News & insights

Secured VS Unsecured Loans in Estate Administration

5 minutes of reading - Written by Roche Legal

November 2024

Winding up an estate after a death takes time. This is because it can be a very involved job, especially if the person who has died had not got their affairs in order in advance. The first stage of the job is generally to carefully assess the situation. The second is to pay off any creditors.

Who an estate’s creditors are is something that should become clear in the process of assessing the finances of the estate. The type of creditors involved – and the scope of what is owed – can vary hugely. In many situations, this task will simply be concerned with paying final utility bills. In others, there may be far more significant debts to address.

The personal representatives of the estate will need to ensure that all debts have been paid before they can start distributing any part of the estate to beneficiaries. They should also be aware that not all types of creditors are considered equal in the eyes of probate law, and that it is best practice to pay some types of debts before others. When you are administering an estate, you should always prioritise paying off secured loans over unsecured loans.

What is the difference between secured and unsecured loans?

If you’re not familiar with the terminology, the question of whether a loan is considered to be ‘secured’ or ‘unsecured’ depends on whether or not some form of collateral is involved.

Secured loans require the borrower to put up something as security for the lender. This will be some kind of existing asset, such as a house, a car or even artwork or other high value items. If the borrower does not keep up with repayments on the loan, the lender will have the right to repossess the asset that was offered as security. Key examples of secured loans are mortgages and vehicle purchase loans, where the property or vehicle that are being purchased also act as collateral for the loan.

With an unsecured loan, the lender does not require an existing asset to be offered as collateral.
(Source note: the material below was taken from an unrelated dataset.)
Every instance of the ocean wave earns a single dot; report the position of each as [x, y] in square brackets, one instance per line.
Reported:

Loans that fall into this category include credit card bills and some lower value personal loans.

What difference does this make?

If you’re responsible for administering an estate, it’s important for you to familiarise yourself with which of any outstanding debts are secured versus unsecured.

This is important because there is a specified order in which debts need to be paid off, and secured loans should always be paid off before unsecured loans. In practical terms, this means that if the estate you are responsible for still has a mortgage or vehicle loan outstanding, these will need to be addressed before anything else, including phone bills, credit cards and personal loans. Depending on the status of the estate, this may well necessitate selling property or vehicles in order to raise the necessary funds.
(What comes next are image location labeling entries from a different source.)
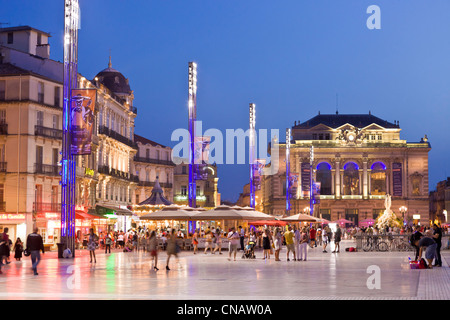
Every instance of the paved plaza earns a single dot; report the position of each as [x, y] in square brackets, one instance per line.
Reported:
[119, 275]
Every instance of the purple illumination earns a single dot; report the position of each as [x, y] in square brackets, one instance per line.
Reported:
[323, 165]
[378, 166]
[351, 165]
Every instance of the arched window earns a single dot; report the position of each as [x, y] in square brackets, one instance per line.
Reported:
[351, 179]
[378, 179]
[323, 176]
Though selling property can take a great deal of time, technically speaking you should not pay off any other debts until the sale has been completed and the secured loans have been addressed. This can be difficult, especially if there are creditors putting pressure on you.

Why is this?

Debt cannot be inherited in the UK, though this does not simply mean that an individual’s debts are written off on their death. Most types of debt will need to be paid from the estate, but only as long as the estate can afford to do so.
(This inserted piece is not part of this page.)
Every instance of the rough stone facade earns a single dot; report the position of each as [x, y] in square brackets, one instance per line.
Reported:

It is not unusual for there not be enough money (or value from other items such as property, vehicles or jewellery) in an estate to allow all its debts to be paid off. In these situations, personal representatives will need to prioritise which debts should be paid.

There is a very practical reason for the law to specify that secured debts must be paid first. For example, if the personal representatives failed to pay any remaining balance on a mortgage, the mortgage company in question could then repossess the house, leaving even fewer assets in the estate to pay off other creditors.

So long as creditors have been paid off in the correct order, once the estate assets run out, any remaining debt will usually be wiped out. Neither the personal representatives nor the beneficiaries will become personally responsible for this.

However, it is wise to get professional advice in these situations, as there are exceptions. This is particularly likely to be the case for any jointly-held debts, which are usually inherited by the surviving party. Specialist legal advice can also help personal representatives to ensure that they will not be held personally liable for any unpaid liabilities.

It’s important to understand that if an estate cannot afford to pay off the entirety of its debts, that the beneficiaries will not be able to inherit any money or assets from that estate, even if there are specified bequests in the Will.